[6].
— Должно быть, твой отец был человек очень не бедный, — заметил другой, — если даже при выборе рабов мог обращать менее внимания на годность их вообще, чем на чисто аттический характер их образования.
— Отец мой был далеко не богат, — возразил Харикл. — Да к тому же ему много стоили триерархии и хорагии[7] и другие государственные повинности. Но когда дело шло о моём воспитании, он не жалел никаких денег. Я помню, в какой гнев он пришёл, когда однажды один из его друзей посоветовал ему отдать меня в более дешёвую школу Элпиаса близ Тезейона[8], вместо того чтобы посылать к Гермипосу, лучшему учителю того времени, слава о котором, вероятно, дошла и до тебя.

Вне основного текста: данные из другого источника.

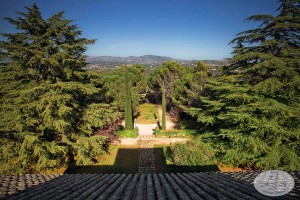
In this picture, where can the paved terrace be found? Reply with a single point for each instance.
(212, 185)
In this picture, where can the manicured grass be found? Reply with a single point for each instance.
(120, 159)
(127, 133)
(124, 159)
(146, 113)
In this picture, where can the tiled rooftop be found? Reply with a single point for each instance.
(208, 185)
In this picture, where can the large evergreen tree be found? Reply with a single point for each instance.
(128, 107)
(50, 107)
(163, 81)
(253, 113)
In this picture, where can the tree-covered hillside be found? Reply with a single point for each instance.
(50, 107)
(252, 113)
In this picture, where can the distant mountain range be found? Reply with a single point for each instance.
(149, 61)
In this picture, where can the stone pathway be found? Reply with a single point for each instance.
(146, 154)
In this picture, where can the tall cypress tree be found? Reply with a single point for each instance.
(164, 106)
(128, 107)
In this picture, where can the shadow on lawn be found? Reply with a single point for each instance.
(127, 162)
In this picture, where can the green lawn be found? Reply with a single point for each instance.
(146, 113)
(120, 159)
(124, 159)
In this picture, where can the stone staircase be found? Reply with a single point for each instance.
(146, 153)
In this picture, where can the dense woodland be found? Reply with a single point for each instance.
(53, 111)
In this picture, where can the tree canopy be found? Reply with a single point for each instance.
(50, 107)
(253, 111)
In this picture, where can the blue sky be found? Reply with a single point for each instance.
(186, 29)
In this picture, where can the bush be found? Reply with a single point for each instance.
(132, 133)
(193, 153)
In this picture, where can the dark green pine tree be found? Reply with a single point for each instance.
(128, 107)
(162, 81)
(253, 113)
(50, 107)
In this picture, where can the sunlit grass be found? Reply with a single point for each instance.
(146, 113)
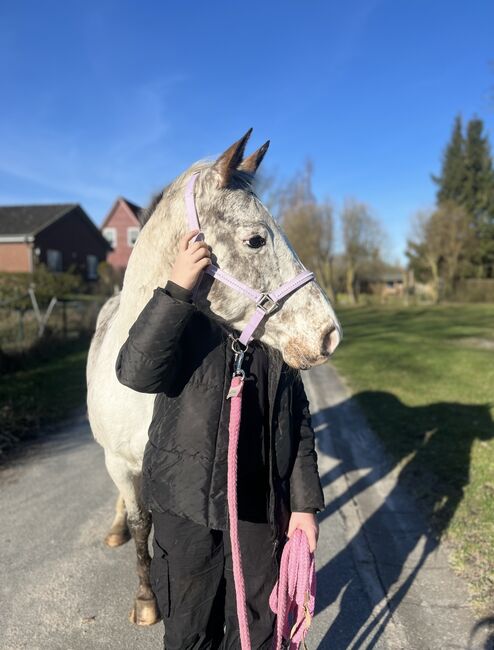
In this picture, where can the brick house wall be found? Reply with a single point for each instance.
(76, 238)
(15, 257)
(121, 228)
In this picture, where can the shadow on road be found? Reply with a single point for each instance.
(438, 436)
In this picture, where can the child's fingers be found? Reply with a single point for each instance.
(184, 241)
(200, 253)
(203, 263)
(197, 245)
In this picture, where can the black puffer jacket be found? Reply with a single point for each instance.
(185, 357)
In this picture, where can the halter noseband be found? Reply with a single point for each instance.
(266, 302)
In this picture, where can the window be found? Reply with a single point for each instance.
(54, 260)
(110, 234)
(132, 234)
(91, 267)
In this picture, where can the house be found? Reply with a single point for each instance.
(121, 228)
(59, 235)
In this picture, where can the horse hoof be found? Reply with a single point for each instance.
(117, 539)
(144, 612)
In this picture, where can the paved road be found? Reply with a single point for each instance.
(381, 582)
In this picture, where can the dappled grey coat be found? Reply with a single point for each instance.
(185, 357)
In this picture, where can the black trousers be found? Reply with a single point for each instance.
(192, 578)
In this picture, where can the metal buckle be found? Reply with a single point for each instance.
(266, 303)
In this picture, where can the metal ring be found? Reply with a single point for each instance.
(236, 346)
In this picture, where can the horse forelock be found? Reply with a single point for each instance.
(240, 180)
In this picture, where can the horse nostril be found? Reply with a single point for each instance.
(330, 341)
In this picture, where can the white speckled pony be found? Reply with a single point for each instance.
(305, 329)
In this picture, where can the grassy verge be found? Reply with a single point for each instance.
(425, 379)
(43, 388)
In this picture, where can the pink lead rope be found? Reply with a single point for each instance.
(292, 598)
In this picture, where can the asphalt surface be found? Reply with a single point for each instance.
(382, 582)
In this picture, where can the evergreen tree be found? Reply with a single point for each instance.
(478, 197)
(452, 179)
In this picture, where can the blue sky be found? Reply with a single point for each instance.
(111, 98)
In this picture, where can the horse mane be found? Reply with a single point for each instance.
(240, 179)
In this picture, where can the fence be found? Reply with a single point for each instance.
(21, 326)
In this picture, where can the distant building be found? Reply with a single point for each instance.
(59, 236)
(121, 228)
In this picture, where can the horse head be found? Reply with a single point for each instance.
(250, 245)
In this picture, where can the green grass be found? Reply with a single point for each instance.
(45, 387)
(424, 377)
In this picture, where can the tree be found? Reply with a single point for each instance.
(478, 196)
(362, 240)
(467, 179)
(308, 225)
(451, 182)
(441, 243)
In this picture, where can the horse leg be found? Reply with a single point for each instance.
(145, 610)
(119, 532)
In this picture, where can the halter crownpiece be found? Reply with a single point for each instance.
(266, 302)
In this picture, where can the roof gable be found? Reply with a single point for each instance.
(31, 219)
(132, 209)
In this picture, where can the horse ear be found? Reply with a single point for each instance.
(252, 162)
(229, 161)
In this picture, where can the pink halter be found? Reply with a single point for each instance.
(293, 595)
(266, 303)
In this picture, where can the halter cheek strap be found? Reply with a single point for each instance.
(266, 303)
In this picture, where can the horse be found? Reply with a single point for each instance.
(305, 330)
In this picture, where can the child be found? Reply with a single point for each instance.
(185, 357)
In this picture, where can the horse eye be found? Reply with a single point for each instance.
(256, 242)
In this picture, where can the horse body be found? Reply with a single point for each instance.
(306, 329)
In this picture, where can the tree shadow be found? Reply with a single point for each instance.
(431, 449)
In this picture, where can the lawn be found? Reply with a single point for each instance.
(44, 388)
(425, 380)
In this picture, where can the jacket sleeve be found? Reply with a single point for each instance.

— Да, я его знаю, — сказал молодой человек и улыбнулся, — но как это случилось, что отец твой оставил Афины, и отчего держал он тебя так долго на чужбине?
— Он сделал это не по своей воле, — возразил тот, — несчастное стечение обстоятельств, которым воспользовались гнусные сикофанты[9], изгнало отца моего из Афин. Ты, конечно, помнишь тот ужас, который овладел Афинами после битвы при Херонее.
— Помню ли я! Никогда не изгладится у меня из памяти воспоминание об ужасах того дня, когда разнеслась эта несчастная весть. Я как теперь вижу, как народ поспешно стремится по улицам к месту собрания, как свободные женщины, стоя у дверей своих домов, томимые мучительной неизвестностью, забывая почти все приличия, со страхом спрашивали у прохожих об участи своих мужей, отцов и братьев; как пожилые люди, почти старцы, которых закон уже давно освободил от воинской службы, ходили по городу в одежде воинов; как страдала афинская гордость, когда, после потери 3000 граждан, настоятельная опасность заставила республику прибегнуть к отчаянному решению: признать рабов свободными, союзников гражданами, лишённым чести возвратить их права.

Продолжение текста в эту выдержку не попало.